W1 assignment_Initialization

I undestand that we are using he initialization to take care of the vanishing or exploding gradients.
But I think to take care of exploding gradients I can just multiply by 0.01 also , then the problem of vanishing gradient is solved, but vanishing still remains .
Can we take care of that by increasing the no of iterations .
I know this takes much of computational cost , but if we neglect this , Can this be an solution to vanishing gradients

This is what is happening

And also I understand that Vanishing gradients gives us a problem where gradient descent is slow .
Tell me if I am correct with the understanding of Gradient exploding :-
So , as we update parameters in gradient descent , if we have a problem of gradient exploding then the value of w is just fluctuating very fast as our gradient is too big

@Amit_Shukla Can you help me with this??

Here are some thoughts (though I have not reviewed this course recently):

  • “he initialization” isn’t specifically about vanishing gradients. It’s a method for making ReLU units work more effectively. This is because ReLU units have zero gradients for all negative values.

  • Exploding gradients have two causes; Feature values which have high variance (for which the fix is normalizing the features), or using a learning rate that is too large.

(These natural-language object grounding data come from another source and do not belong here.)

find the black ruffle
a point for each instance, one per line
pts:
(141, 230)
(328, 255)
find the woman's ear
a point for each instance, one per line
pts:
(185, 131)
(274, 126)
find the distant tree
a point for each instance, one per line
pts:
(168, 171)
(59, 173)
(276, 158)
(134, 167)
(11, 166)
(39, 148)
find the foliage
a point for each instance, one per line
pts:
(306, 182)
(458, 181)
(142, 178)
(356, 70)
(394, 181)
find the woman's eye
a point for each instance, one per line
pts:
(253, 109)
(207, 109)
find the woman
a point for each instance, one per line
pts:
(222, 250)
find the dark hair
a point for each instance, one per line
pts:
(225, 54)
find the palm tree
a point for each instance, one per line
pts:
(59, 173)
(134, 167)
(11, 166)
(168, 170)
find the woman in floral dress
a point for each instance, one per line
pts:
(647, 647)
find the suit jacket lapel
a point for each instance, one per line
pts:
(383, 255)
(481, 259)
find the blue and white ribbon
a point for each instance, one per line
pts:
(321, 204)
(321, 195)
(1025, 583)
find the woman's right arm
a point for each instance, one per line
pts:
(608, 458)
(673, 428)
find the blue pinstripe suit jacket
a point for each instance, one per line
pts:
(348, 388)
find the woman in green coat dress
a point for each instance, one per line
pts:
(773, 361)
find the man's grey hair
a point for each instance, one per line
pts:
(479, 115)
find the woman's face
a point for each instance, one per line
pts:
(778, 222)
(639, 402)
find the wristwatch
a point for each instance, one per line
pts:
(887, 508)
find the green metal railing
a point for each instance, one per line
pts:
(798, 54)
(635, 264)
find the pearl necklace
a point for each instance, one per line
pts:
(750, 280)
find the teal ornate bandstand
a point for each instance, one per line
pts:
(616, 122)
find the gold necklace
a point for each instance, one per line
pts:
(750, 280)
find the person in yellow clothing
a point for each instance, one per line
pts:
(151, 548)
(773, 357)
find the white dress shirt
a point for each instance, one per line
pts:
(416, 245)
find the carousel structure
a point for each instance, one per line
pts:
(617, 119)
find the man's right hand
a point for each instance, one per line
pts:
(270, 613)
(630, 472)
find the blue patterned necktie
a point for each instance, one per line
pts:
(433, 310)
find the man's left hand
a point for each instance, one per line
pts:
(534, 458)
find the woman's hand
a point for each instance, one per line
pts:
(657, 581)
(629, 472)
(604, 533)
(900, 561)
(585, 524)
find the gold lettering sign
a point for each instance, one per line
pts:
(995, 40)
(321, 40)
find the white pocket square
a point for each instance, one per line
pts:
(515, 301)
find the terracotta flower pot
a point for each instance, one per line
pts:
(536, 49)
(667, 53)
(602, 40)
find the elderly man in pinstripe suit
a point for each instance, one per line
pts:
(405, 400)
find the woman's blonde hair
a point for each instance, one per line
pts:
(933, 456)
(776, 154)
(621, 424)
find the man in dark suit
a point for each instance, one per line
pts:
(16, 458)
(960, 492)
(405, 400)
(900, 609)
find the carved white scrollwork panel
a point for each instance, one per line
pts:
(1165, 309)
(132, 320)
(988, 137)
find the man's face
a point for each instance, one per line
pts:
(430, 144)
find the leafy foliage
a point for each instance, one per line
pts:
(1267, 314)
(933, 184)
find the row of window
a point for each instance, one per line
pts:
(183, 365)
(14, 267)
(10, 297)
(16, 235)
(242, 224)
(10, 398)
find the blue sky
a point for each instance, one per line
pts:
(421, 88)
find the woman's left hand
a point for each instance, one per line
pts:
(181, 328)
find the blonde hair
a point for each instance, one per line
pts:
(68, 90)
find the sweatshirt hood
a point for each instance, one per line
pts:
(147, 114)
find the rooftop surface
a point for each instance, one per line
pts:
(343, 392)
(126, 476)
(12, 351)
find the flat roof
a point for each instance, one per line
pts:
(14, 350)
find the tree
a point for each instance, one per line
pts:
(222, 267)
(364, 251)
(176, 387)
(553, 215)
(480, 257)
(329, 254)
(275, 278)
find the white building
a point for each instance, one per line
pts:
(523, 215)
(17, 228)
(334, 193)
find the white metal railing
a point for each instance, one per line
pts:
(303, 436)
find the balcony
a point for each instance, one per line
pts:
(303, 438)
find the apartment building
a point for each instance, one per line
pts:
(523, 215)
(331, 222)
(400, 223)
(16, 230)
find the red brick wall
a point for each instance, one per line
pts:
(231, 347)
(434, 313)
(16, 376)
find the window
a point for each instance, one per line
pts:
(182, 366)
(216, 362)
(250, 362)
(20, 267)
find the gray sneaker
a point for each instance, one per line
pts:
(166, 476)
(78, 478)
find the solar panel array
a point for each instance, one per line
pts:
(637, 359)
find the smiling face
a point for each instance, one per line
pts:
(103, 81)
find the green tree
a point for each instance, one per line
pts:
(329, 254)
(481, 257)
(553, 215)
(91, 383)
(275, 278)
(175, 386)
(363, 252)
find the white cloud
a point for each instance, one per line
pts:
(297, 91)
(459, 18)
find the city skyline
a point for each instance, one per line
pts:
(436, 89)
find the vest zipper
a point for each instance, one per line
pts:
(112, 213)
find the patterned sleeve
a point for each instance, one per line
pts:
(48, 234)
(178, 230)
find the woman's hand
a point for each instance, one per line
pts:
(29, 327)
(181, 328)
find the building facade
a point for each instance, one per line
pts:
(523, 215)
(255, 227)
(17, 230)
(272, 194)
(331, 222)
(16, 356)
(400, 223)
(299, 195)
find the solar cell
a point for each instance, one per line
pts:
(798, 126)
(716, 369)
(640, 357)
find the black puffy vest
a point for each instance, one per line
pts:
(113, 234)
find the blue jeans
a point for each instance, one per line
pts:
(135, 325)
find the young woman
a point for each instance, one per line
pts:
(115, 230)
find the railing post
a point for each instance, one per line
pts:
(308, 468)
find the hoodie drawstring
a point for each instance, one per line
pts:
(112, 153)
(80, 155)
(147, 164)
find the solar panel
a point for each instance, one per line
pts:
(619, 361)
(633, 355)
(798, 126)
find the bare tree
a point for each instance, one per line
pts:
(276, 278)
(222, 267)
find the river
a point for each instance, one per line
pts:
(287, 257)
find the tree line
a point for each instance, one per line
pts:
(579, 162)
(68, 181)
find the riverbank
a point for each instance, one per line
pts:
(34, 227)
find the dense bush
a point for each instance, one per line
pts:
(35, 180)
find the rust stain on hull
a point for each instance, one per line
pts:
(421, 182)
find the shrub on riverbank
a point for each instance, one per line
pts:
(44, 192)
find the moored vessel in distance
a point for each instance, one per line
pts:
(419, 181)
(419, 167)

Hi @Kamal_Nayan , Thanks for your question

The problem of vainishing and exploding gradients are caused due to your learning rate. Increasing number of iterations would not help if your learning rate is either too small or too big. Let’s try to understand both of them separately.

Vanishing Gradient occurs generally when your model reaches some local optimum instead of reaching the global optimum due to very small updates in parameters. If you have some basic knowledge of calculus, you would know that at optimums, the differentation of the function goes near to 0. In such a case if you are learning rate is also very small, then it would just catalyse the effect and make updates even smaller or we can say, almost negligible update. In such case, your parameters get stuck at the same place as they are not changing at all and thus increasing number of iterations of training would not help at all.

Exploding gradient occurs when your learning rate is too high. In such cases, the updates are way too high and cause radical changes in values of parameters and can cause shifts the nature of training frequently. Since when we approach towards optimums, our speed of updating parameters should slow down but because of high learning rate, we do not have any breaks at all ! This will result in high swings in parameter values leading to divergence and thus again increasing number of iterations is only going to worsen things due to increasing computational cost.

Thus its important to understand that choosing your learning rate, normalisationa and scaling of data are very important in case required. Generally recommended values lie in the range of 0.01 to 1 but this is subject to your problem statement. I hope I have answered your question.